The permanence of scarring has led to its intentional use as a form of body art within some cultures and subcultures. These forms of ritual and non-ritual scarring practices can be found in many groups and cultures around the world.

===Etymology===
First attested in English in the late 14th century, the word scar derives from a conflation of Old French escharre, from Late Latin eschara, which is the Latinisation of the Greek ἐσχάρα (eskhara), meaning "hearth, fireplace", but in medicine "scab, eschar on a wound caused by burning or otherwise", and Middle English skar ("cut, crack, incision"), which is from Old Norse skarð ("notch, gap"). The conflation helped to form the English meaning. Compare the place name Scarborough for evolution of skarð to scar.

==Research==

Research, before 2009, focused on scar improvements with research into molecular mechanisms. Treatments involving molecular mechanisms including avotermin, ribosomal s6 kinase (RSK), and osteopontin were investigated at the time. After successful phase I/II trials, human recombinant TGF-β3 (avotermin, planned trade name Juvista) failed in Phase III trials.
In 2011, the scientific literature highlighted stress shielding a fresh wound through the wound healing process, brings significant scar improvement and smaller scars.

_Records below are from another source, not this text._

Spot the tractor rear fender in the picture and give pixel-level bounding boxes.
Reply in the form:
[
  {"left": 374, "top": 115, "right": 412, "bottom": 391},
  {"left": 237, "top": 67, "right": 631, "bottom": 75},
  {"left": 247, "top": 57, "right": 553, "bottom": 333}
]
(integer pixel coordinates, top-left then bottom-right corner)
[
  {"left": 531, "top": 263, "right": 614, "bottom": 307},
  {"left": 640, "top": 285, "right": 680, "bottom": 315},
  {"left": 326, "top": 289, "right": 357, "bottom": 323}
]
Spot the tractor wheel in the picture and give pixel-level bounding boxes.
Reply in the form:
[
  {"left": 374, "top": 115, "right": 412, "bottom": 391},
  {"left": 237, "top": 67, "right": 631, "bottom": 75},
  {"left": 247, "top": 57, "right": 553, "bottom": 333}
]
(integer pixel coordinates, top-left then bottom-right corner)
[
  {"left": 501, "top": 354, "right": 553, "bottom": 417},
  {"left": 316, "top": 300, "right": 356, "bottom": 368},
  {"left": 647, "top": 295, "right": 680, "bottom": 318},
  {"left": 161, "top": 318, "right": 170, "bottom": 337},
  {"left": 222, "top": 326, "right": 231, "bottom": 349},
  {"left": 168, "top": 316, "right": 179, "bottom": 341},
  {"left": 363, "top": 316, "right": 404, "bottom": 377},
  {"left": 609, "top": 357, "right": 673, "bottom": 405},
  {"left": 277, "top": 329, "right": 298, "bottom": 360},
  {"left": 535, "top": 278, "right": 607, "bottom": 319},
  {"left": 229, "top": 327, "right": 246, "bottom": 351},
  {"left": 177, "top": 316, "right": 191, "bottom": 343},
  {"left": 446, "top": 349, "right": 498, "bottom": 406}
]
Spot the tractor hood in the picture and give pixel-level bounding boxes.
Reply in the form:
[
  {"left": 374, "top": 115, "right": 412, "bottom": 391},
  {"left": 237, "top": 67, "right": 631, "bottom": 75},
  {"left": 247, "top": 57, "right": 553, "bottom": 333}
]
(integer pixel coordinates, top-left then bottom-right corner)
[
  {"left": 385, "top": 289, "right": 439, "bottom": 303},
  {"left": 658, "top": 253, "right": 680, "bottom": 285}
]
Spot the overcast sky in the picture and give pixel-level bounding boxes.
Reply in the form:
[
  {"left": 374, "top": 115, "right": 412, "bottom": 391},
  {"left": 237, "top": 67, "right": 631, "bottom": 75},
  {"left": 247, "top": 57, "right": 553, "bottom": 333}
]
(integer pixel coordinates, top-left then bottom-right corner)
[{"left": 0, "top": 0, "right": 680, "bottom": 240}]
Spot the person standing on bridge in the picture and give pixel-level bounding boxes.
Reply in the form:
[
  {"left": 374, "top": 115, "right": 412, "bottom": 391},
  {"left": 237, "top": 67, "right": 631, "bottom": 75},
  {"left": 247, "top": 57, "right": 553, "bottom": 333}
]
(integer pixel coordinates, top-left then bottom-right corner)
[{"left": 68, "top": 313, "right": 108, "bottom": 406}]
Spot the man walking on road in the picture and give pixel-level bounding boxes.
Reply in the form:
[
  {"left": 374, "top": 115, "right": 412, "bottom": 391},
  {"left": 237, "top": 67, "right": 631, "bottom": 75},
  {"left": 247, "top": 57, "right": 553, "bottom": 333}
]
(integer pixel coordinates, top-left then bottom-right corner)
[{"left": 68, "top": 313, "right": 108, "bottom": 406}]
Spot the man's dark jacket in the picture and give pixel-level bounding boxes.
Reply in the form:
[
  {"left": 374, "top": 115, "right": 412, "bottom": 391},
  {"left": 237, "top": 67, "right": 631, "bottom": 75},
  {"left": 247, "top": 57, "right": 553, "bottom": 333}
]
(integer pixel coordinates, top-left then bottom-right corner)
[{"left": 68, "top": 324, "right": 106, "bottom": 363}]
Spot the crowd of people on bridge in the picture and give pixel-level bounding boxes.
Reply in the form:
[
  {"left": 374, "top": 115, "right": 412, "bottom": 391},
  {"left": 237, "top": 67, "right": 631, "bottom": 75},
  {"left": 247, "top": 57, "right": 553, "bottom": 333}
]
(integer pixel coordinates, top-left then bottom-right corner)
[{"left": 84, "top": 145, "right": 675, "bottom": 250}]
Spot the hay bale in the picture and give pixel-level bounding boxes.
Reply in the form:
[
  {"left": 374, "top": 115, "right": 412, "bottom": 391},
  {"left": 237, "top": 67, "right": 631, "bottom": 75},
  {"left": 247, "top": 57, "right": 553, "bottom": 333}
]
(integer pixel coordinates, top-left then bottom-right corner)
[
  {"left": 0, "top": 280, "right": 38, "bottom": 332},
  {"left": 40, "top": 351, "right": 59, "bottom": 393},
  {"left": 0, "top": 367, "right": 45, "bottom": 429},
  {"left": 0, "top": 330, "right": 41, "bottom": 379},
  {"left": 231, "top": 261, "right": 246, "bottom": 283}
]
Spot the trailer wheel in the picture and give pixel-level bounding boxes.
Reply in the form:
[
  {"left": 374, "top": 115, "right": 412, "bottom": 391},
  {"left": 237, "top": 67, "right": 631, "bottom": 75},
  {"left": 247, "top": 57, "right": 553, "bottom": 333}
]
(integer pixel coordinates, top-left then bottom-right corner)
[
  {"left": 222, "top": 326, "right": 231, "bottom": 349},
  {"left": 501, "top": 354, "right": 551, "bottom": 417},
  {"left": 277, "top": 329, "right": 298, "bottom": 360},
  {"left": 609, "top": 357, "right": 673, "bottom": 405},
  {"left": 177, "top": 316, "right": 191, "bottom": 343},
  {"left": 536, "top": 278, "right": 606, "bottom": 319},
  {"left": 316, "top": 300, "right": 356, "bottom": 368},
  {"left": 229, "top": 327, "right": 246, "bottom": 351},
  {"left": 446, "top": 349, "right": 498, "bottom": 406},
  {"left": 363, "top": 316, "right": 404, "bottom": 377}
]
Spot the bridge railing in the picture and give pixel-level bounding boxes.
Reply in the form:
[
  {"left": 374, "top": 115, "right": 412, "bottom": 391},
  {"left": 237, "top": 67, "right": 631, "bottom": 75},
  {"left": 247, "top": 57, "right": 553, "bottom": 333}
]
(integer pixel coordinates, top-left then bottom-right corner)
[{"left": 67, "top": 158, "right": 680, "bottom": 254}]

By 2016, skin had been regenerated in vivo and in vitro. and scar-free healing had been operationalized and induced by four main regeneration techniques: by instrument, by materials, by drugs, and by in vitro 3-D printing. In 2018, a silk-derived sericin hydrogel dressing was undergoing research, the material was shown to prevent scar formation. By 2021, more people were paying attention to the possibility of scar revision and new technologies.

In 2021, researchers found that, verteporfin, an FDA-approved drug for eye disease, could enable scar-free healing in mice. According to the study, the drug works by blocking mechanical stress signals in fibroblast cells.